Tod und Freude
Angela Merkel hat sich über den Tod von Osama bin Laden befreut. Die Kritik daran ist selbstgefällig.
Es ist ein unverschwurbelter Satz von ehrlicher Klarheit, den sich viele sonst gerne von Politikern wünschen: „Ich freue mich darüber, dass es gelungen ist, Bin Laden zu töten“, sagte Bundeskanzlerin Angela Merkel frei und ohne Manuskript als Antwort auf eine Journalistenfrage. Seitdem muss sich die Vorsitzende der Christlich-Demokratischen Union viel Kritik an ihrer spontanen Wortwahl anhören.
Denn mit einem hohen moralischen Anspruch betrachtet verbietet sich die Freude über den Tod eines Menschen – nicht nur aus christlichem Werteverständnis.

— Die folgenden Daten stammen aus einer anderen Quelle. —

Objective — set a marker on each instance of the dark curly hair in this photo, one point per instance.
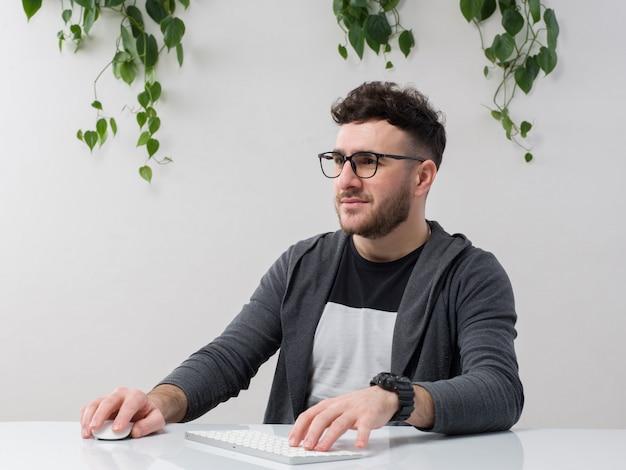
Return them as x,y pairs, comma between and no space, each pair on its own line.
405,108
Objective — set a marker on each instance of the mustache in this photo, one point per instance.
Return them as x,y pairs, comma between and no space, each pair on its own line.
353,194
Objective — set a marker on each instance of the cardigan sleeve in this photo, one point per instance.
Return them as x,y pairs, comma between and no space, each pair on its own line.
225,366
485,392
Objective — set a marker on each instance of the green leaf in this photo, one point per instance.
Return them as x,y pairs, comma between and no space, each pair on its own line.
471,8
489,7
127,41
152,146
154,89
31,7
406,42
360,3
547,59
512,21
91,139
89,18
535,9
389,5
503,46
552,27
180,55
148,50
156,10
143,138
101,129
532,66
173,31
154,125
144,99
113,124
86,3
146,173
377,28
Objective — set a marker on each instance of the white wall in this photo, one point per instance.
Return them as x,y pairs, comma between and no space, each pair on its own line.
106,280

Auch die deutsche Nachkriegsdemokratie mit allen ihren Regeln über Freiheit und Gerechtigkeit fußt auf dem einen Satz: „Die Würde des Menschen ist unantastbar.“ Dieser erste Artikel des Grundgesetzes wäre völlig wertlos, wenn er nicht ausnahmslos für jeden Menschen gelten würde.
Dennoch ist die Kritik an Merkel in weiten Teilen selbstgefällig. Die Kanzlerin drückte ihr aufrichtiges Mitgefühl mit den Amerikanern aus. Hätte sie das Wort der Freude durch Erleichterung oder das Wort vom Töten durch ein entmenschlichtes „Ausschalten“ ersetzt, wäre die Empörung ausgeblieben. Der Kern von Merkels Botschaft wäre aber derselbe geblieben.
Die jubelnden Amerikaner auf den Straßen und Plätzen feierten nicht unbedingt den Tod des Menschen Osama bin Laden. Sie feiern vielmehr den Sieg über ihren vielleicht größten Feind, zu dem sich der El-Kaida-Führer nicht nur mit seinem Massenmord samt Kriegserklärung selbst erkoren hatte.
Die Bilder über den Siegestaumel verstören vielleicht manchen in der auf ihre Friedfertigkeit stolzen Bundesrepublik. Dennoch ist eine mitempfundene Freude über den Sieg Amerikas genauso legitim wie das Recht anderer, dessen Umstände kritisch zu hinterfragen.